Bullet Journaling

September 4, 2017

I started maintaining a bullet journal today, in a bid to improve productivity and get better organized. A friend observed the diary and enquired with some curiosity when I’d started, and seemed to find it a tad funny that I was going old-school. I’ve always been minimalist, the bullet journal is a perfect example of something extremely minimalist, but still very effective. What I liked best about the idea is the ease with which it can be created and maintained, while still being in a standard template. I don’t have to try and setup my own conventions or experiment till I find something I can use, and instead dive right in.

How’s bullet journaling any different from writing a conventional diary?

Bullet journaling achieves greater brevity, without being ambiguous. For example, let’s see the following conventional long-hand diary entries, and what they convey/leave out.

Journal Entry Intended meaning Remarks
Schedule appointment with doctor Setup an appointment with doctor Clear, but not very brief
Appt with doctor Setup an appt with doctor Ambiguous
Appt with doctor Reschedule an appt with doctor Ambiguous
Appt with doctor Completed a scheduled appointment with doctor Ambiguous

Now let’s see some typical journal entries, with symbols/notations (called signifiers), and see what they mean. We’ll see how these entries remain unambiguous, despite being terse.

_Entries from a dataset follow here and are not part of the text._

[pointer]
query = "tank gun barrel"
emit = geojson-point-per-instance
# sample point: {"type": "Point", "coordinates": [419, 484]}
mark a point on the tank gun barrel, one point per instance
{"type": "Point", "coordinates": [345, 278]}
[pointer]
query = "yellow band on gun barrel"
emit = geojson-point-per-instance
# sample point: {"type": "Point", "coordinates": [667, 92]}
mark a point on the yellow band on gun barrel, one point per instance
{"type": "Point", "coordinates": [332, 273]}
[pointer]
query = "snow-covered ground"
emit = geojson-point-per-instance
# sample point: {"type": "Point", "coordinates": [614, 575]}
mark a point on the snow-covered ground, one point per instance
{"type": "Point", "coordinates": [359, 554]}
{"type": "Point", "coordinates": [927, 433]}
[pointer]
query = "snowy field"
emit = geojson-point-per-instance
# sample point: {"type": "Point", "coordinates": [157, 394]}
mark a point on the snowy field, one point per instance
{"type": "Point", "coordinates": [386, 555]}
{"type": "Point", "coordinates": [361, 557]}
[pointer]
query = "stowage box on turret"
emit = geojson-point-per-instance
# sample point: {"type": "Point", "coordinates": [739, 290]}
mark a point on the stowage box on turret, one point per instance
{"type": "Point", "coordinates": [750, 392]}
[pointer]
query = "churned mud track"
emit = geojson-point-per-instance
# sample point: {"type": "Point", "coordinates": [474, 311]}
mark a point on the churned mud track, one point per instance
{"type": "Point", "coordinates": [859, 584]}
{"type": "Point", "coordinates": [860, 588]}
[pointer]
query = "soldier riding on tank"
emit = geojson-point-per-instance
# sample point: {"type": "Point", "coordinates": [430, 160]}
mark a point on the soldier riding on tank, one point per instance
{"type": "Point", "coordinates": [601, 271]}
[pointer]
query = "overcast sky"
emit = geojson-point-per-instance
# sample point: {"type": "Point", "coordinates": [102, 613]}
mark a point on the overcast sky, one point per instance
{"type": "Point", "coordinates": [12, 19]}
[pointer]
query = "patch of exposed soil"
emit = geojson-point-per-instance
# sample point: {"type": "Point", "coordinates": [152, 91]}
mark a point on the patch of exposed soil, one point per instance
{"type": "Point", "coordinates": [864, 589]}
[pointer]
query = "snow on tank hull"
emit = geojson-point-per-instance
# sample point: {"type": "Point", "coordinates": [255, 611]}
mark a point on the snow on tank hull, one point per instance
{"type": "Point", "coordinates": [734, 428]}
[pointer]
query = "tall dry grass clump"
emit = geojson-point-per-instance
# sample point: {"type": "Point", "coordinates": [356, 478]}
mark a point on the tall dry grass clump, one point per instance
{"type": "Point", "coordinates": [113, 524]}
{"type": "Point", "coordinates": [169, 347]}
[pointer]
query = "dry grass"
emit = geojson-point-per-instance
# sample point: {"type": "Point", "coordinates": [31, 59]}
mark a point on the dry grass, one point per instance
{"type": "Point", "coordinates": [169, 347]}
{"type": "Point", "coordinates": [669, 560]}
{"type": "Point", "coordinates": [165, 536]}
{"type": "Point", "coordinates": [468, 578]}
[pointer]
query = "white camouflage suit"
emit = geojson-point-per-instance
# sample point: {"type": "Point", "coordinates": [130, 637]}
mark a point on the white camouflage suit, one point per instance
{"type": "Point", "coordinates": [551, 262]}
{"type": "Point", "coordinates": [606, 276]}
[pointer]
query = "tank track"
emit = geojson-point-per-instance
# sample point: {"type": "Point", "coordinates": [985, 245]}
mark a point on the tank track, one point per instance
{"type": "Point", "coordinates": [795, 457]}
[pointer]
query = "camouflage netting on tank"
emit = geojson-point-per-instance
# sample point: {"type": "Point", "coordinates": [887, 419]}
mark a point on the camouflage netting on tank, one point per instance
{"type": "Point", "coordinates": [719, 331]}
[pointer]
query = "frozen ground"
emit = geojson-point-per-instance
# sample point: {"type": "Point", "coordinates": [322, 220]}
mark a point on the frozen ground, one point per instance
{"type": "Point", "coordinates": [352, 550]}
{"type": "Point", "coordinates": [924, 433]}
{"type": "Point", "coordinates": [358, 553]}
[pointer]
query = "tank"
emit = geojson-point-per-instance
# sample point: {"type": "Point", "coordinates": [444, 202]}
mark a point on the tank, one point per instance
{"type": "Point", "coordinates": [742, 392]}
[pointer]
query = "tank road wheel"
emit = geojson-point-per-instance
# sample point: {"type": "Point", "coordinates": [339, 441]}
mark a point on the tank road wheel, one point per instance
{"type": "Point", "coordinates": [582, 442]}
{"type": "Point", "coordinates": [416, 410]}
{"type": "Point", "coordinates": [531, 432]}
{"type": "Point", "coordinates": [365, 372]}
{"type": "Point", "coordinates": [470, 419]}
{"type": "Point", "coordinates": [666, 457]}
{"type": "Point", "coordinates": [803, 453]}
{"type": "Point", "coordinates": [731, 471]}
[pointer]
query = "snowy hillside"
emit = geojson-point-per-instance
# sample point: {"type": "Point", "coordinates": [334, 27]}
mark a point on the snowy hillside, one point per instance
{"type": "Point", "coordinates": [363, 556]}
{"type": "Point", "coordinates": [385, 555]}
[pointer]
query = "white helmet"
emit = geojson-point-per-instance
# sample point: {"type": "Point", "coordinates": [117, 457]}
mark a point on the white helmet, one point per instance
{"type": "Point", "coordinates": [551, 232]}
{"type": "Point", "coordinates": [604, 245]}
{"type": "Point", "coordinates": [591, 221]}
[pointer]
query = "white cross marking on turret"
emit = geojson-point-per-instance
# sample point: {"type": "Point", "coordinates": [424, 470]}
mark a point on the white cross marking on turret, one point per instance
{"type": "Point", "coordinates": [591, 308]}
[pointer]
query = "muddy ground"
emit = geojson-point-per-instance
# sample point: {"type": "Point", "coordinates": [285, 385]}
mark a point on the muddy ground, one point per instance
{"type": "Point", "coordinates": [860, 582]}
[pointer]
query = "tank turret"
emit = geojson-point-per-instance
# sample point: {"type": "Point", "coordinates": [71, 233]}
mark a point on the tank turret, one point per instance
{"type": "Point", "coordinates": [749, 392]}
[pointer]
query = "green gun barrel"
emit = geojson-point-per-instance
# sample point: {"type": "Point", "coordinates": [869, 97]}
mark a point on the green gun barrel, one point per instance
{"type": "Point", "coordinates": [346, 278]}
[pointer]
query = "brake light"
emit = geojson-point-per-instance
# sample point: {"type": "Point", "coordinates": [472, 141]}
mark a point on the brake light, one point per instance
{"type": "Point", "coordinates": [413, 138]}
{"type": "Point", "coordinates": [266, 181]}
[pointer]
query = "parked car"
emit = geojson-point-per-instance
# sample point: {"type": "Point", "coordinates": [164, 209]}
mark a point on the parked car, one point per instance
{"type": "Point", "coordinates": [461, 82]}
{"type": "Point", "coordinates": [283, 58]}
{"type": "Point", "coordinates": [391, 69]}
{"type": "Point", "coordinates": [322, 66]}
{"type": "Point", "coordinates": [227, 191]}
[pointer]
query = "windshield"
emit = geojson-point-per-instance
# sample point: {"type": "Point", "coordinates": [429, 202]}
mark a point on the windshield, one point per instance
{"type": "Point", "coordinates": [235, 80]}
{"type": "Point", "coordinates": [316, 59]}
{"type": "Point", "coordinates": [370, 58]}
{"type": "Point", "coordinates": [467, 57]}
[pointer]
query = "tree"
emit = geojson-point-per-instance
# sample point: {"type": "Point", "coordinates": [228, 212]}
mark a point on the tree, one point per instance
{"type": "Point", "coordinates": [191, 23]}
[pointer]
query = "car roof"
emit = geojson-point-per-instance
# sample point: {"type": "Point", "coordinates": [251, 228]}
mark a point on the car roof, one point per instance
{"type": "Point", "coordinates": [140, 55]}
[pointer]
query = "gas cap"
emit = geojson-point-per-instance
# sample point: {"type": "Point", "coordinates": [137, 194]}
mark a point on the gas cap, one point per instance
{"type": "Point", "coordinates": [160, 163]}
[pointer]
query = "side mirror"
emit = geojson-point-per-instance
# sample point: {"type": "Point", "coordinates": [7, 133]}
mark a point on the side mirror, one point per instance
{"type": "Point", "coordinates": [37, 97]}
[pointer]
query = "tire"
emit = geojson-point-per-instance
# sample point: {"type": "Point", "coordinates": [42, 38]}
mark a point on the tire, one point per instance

> Appt with doctor: Migrated/rescheduled appointment with doctor
< Appt with doctor: Scheduled appointment with doctor
X Appointment with doctor: Completed appointment with doctor
- Doc noted no issues. Note/observation

The style of bullet journaling is closer to writing commit messages in git, than it is to blogging, and it might take a while to get used to writing terse but clear entries. For the notebook itself, I chose one that is small enough to easily carry around, without being too tiny, and it has about 150 pages. Depending on how small my writing is, how many entries I jot down, and how concise the actual contents are, it might last for upto six months. By the time my first book is filled up, I hope to have gained enough experience with the standard bullet journal conventions/signifiers to be able to come up with my own notations, which will further aid in maintaining brevity, without compromising on either quality or range of coverage.